Article em En | MEDLINE | ID: mdl-39324357
ABSTRACT

PURPOSE:

The aim of this study was to develop and train a machine learning (ML) algorithm to create a clinical decision support tool (i.e., ML-driven probability calculator) to be used in clinical practice to estimate recurrence rates following an arthroscopic Bankart repair (ABR).

METHODS:

Data from 14 previously published studies were collected. Inclusion criteria were (1) patients treated with ABR without remplissage for traumatic anterior shoulder instability and (2) a minimum of 2 years follow-up. Risk factors associated with recurrence were identified using bivariate logistic regression analysis. Subsequently, four ML algorithms were developed and internally validated.

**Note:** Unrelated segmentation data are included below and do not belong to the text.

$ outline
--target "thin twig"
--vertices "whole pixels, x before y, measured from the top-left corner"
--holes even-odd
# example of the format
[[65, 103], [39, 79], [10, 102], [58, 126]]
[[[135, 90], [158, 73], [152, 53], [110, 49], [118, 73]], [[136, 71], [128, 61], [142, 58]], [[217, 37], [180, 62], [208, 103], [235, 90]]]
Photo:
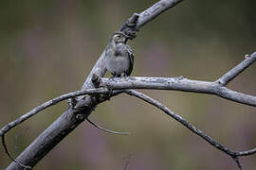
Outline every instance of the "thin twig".
[[220, 77], [217, 82], [226, 86], [229, 82], [230, 82], [233, 78], [235, 78], [239, 74], [241, 74], [244, 70], [246, 70], [248, 66], [250, 66], [253, 62], [256, 61], [256, 52], [251, 55], [246, 55], [245, 60], [225, 74], [222, 77]]
[[129, 132], [119, 132], [119, 131], [114, 131], [114, 130], [110, 130], [110, 129], [106, 129], [99, 125], [97, 125], [96, 123], [94, 123], [93, 121], [91, 121], [88, 117], [86, 118], [86, 120], [92, 125], [94, 126], [95, 128], [102, 130], [102, 131], [105, 131], [107, 133], [111, 133], [111, 134], [119, 134], [119, 135], [129, 135], [130, 133]]
[[[256, 52], [245, 59], [234, 69], [225, 74], [217, 81], [199, 81], [179, 77], [129, 76], [126, 78], [101, 78], [101, 85], [113, 90], [151, 89], [174, 90], [192, 93], [215, 94], [234, 102], [256, 107], [256, 96], [232, 91], [225, 85], [242, 71], [256, 61]], [[221, 83], [220, 83], [221, 82]]]
[[41, 110], [46, 110], [46, 108], [48, 108], [48, 107], [50, 107], [52, 105], [56, 105], [57, 103], [59, 103], [61, 101], [64, 101], [64, 100], [66, 100], [68, 98], [72, 98], [72, 97], [75, 97], [75, 96], [80, 96], [80, 95], [84, 95], [84, 94], [105, 94], [107, 92], [108, 92], [108, 90], [105, 89], [105, 88], [85, 89], [85, 90], [75, 91], [75, 92], [72, 92], [72, 93], [68, 93], [68, 94], [64, 94], [63, 95], [60, 95], [60, 96], [58, 96], [56, 98], [53, 98], [53, 99], [51, 99], [49, 101], [46, 101], [46, 102], [43, 103], [42, 105], [34, 108], [29, 112], [22, 115], [21, 117], [19, 117], [15, 121], [12, 121], [12, 122], [9, 123], [8, 125], [6, 125], [5, 127], [3, 127], [0, 129], [0, 136], [7, 133], [12, 128], [14, 128], [17, 125], [21, 124], [23, 121], [28, 119], [29, 117], [33, 116], [34, 114], [40, 112]]
[[5, 134], [3, 134], [2, 136], [2, 144], [4, 146], [4, 150], [6, 152], [6, 154], [8, 155], [8, 157], [12, 161], [14, 162], [15, 163], [17, 163], [19, 166], [23, 167], [24, 169], [31, 169], [30, 166], [27, 166], [19, 162], [17, 162], [11, 155], [10, 153], [8, 151], [8, 147], [7, 147], [7, 144], [6, 144], [6, 142], [5, 142]]

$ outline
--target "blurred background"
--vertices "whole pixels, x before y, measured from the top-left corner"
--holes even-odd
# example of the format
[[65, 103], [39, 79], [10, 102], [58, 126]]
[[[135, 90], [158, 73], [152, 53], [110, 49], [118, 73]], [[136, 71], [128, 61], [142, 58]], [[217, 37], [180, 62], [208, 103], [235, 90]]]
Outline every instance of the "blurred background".
[[[134, 12], [153, 0], [2, 1], [0, 6], [0, 127], [43, 102], [79, 90], [108, 42]], [[253, 0], [184, 1], [143, 26], [129, 42], [133, 76], [212, 81], [255, 50]], [[229, 87], [256, 95], [256, 65]], [[109, 76], [109, 75], [107, 75]], [[256, 146], [255, 108], [209, 95], [144, 91], [231, 149]], [[41, 112], [6, 136], [17, 156], [67, 109]], [[101, 104], [94, 122], [130, 136], [106, 134], [87, 122], [56, 146], [35, 169], [235, 169], [226, 154], [162, 111], [125, 94]], [[10, 162], [1, 145], [0, 169]], [[256, 168], [256, 155], [241, 159]]]

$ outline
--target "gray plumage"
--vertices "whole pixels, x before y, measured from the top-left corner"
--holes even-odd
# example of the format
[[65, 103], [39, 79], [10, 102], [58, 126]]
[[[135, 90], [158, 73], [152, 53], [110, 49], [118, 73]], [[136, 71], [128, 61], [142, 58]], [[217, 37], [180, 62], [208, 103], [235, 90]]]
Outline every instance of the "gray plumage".
[[133, 71], [134, 54], [126, 42], [124, 34], [115, 33], [106, 47], [106, 69], [113, 76], [128, 76]]

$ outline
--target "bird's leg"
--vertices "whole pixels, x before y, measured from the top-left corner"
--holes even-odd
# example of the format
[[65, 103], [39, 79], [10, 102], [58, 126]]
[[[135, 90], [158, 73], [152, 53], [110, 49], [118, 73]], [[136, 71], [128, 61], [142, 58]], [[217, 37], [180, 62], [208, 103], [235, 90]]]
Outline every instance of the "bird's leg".
[[112, 76], [109, 77], [109, 79], [113, 80], [114, 77], [117, 77], [118, 75], [116, 73], [111, 73]]
[[124, 79], [127, 79], [128, 76], [126, 73], [121, 73], [120, 77], [123, 77]]

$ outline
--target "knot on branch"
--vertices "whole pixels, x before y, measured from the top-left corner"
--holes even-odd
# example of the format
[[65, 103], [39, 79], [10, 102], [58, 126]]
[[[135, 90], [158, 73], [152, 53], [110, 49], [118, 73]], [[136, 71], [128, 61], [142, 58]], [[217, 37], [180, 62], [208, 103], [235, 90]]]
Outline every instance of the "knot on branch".
[[98, 75], [93, 74], [92, 76], [92, 83], [94, 85], [94, 87], [99, 88], [100, 84], [101, 84], [101, 78]]
[[137, 23], [139, 15], [134, 13], [119, 29], [119, 32], [123, 33], [130, 40], [136, 38], [136, 32], [137, 31]]

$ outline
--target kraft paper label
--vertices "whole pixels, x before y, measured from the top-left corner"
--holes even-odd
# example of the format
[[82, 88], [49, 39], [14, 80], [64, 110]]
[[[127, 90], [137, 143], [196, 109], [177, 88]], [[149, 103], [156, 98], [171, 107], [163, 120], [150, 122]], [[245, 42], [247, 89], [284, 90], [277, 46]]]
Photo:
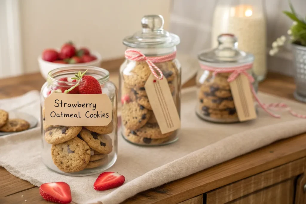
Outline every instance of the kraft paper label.
[[112, 102], [106, 94], [53, 93], [45, 99], [46, 123], [67, 126], [104, 126], [112, 120]]
[[159, 80], [151, 74], [144, 88], [162, 133], [179, 128], [180, 117], [166, 78]]
[[239, 75], [230, 85], [239, 120], [245, 121], [255, 119], [256, 115], [253, 95], [247, 76]]

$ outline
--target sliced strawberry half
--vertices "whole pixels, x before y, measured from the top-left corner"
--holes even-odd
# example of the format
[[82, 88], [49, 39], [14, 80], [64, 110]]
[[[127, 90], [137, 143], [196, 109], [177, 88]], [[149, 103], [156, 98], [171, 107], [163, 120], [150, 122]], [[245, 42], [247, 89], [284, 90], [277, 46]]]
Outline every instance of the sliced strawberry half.
[[59, 203], [71, 202], [71, 192], [69, 185], [64, 182], [47, 183], [40, 186], [39, 193], [47, 201]]
[[117, 172], [107, 172], [102, 173], [94, 184], [97, 191], [105, 191], [120, 186], [124, 183], [125, 178]]

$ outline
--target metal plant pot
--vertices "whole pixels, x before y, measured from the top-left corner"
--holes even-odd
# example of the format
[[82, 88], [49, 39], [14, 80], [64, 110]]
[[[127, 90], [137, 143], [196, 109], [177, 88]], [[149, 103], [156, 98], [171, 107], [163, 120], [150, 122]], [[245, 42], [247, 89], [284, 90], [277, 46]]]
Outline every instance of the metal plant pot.
[[297, 100], [306, 102], [306, 46], [292, 44], [297, 88], [294, 94]]

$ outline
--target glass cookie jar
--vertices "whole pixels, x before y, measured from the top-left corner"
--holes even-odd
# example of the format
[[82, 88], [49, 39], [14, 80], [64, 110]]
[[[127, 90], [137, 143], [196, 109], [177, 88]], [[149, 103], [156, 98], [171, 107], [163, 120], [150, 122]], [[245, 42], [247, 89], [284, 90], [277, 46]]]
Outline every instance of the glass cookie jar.
[[[75, 73], [79, 71], [84, 73], [87, 70], [81, 80], [86, 76], [95, 78], [97, 80], [95, 84], [95, 87], [99, 89], [99, 87], [101, 88], [98, 93], [101, 93], [102, 90], [102, 93], [106, 94], [106, 95], [85, 95], [84, 93], [77, 94], [81, 93], [80, 89], [76, 89], [80, 87], [81, 82], [68, 93], [65, 93], [65, 90], [78, 83], [71, 79]], [[117, 151], [117, 91], [114, 84], [109, 81], [109, 73], [107, 70], [95, 67], [60, 68], [48, 74], [47, 82], [43, 86], [40, 94], [43, 144], [41, 156], [43, 162], [51, 170], [65, 175], [86, 176], [102, 172], [111, 166], [116, 161]], [[85, 83], [83, 87], [88, 85]], [[92, 89], [90, 89], [93, 85], [89, 84], [91, 87], [89, 87], [91, 91]], [[56, 108], [59, 107], [61, 109], [58, 111], [54, 109], [52, 112], [47, 110], [47, 106], [49, 106], [47, 99], [50, 101], [53, 97], [59, 97], [57, 96], [59, 96], [61, 99], [65, 97], [67, 99], [65, 101], [62, 99], [52, 99], [54, 103], [52, 104], [52, 106], [54, 105]], [[104, 97], [101, 98], [103, 100], [95, 99], [100, 98], [96, 97], [102, 96]], [[78, 99], [76, 99], [76, 97], [78, 97]], [[84, 100], [93, 102], [91, 105], [82, 103]], [[102, 111], [100, 113], [98, 111], [106, 102], [108, 112], [103, 115]], [[51, 108], [48, 108], [50, 110]], [[85, 111], [86, 113], [82, 114]], [[47, 113], [50, 116], [47, 116]], [[56, 120], [58, 122], [56, 122], [56, 124], [53, 123], [53, 125], [48, 124], [46, 118], [54, 117], [56, 115], [58, 117]], [[110, 115], [111, 119], [108, 119], [110, 122], [107, 125], [92, 126], [90, 125], [91, 122], [89, 123], [86, 122], [84, 126], [80, 125], [80, 122], [88, 121], [86, 120], [88, 119], [98, 120], [102, 117], [108, 117]], [[81, 119], [84, 121], [80, 122], [78, 120]], [[65, 123], [72, 124], [64, 124], [63, 120], [65, 120]], [[101, 124], [99, 121], [98, 122]], [[76, 125], [73, 125], [75, 124]]]
[[257, 92], [258, 83], [251, 69], [254, 57], [238, 49], [237, 38], [232, 34], [221, 35], [218, 40], [217, 47], [204, 50], [198, 55], [201, 68], [196, 78], [196, 113], [201, 118], [211, 122], [238, 122], [228, 80], [235, 70], [246, 67], [246, 71], [255, 79], [253, 86]]
[[[127, 47], [126, 59], [120, 68], [121, 133], [126, 140], [134, 144], [168, 144], [177, 140], [177, 130], [162, 133], [144, 87], [152, 73], [146, 60], [154, 63], [166, 79], [179, 115], [181, 67], [175, 56], [180, 38], [163, 30], [161, 16], [145, 16], [141, 22], [142, 30], [126, 37], [123, 42]], [[129, 51], [137, 53], [142, 58], [129, 57], [127, 54]]]

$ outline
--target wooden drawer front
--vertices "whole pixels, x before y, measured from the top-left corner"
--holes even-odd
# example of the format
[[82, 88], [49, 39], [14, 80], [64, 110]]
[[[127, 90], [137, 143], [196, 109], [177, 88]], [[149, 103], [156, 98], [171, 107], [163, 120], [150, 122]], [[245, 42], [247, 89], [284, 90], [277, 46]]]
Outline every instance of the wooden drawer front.
[[203, 195], [181, 202], [178, 204], [203, 204]]
[[303, 158], [295, 160], [207, 193], [206, 203], [227, 203], [295, 177], [304, 172], [304, 160]]
[[226, 204], [293, 204], [294, 179], [287, 180]]

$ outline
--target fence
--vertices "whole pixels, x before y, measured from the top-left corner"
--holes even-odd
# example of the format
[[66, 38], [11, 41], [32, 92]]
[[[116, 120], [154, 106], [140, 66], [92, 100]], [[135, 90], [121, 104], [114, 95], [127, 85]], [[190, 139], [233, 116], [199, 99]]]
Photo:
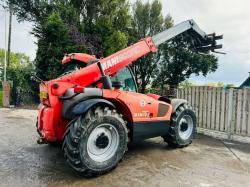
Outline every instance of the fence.
[[177, 97], [188, 100], [192, 105], [199, 132], [250, 140], [250, 88], [196, 86], [178, 89]]

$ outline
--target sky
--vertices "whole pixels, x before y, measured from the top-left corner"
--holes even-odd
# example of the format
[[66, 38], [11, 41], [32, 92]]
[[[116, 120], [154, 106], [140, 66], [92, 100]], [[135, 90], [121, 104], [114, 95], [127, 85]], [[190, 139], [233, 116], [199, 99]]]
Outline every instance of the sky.
[[[134, 1], [134, 0], [133, 0]], [[226, 55], [219, 58], [219, 68], [207, 77], [192, 76], [197, 84], [224, 82], [240, 85], [250, 71], [250, 1], [249, 0], [160, 0], [163, 14], [170, 14], [175, 23], [194, 19], [207, 33], [223, 34], [220, 41]], [[4, 48], [4, 11], [0, 9], [0, 48]], [[30, 34], [32, 24], [18, 23], [14, 17], [12, 51], [24, 52], [31, 59], [36, 54], [36, 39]]]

The predictive performance was assessed using discrimination, calibration and the Brier score.

RESULTS:

In total, 5591 patients underwent ABR with a recurrence rate of 15.4% (n = 862). Age <35 years, participation in contact and collision sports, bony Bankart lesions and full-thickness rotator cuff tears increased the risk of recurrence (all p < 0.05). A single shoulder dislocation (compared to multiple dislocations) lowered the risk of recurrence (p < 0.05). Due to the unavailability of certain variables in some patients, a portion of the patient data had to be excluded before pooling the data set to create the algorithm. A total of 797 patients were included providing information on risk factors associated with recurrence. The discrimination (area under the receiver operating curve) ranged between 0.54 and 0.57 for prediction of recurrence.

CONCLUSION:

ML was not able to predict the recurrence following ABR with the current available predictors. Despite a global coordinated effort, the heterogeneity of clinical data limited the predictive capabilities of the algorithm, emphasizing the need for standardized data collection methods in future studies. LEVEL OF EVIDENCE Level IV, retrospective cohort study.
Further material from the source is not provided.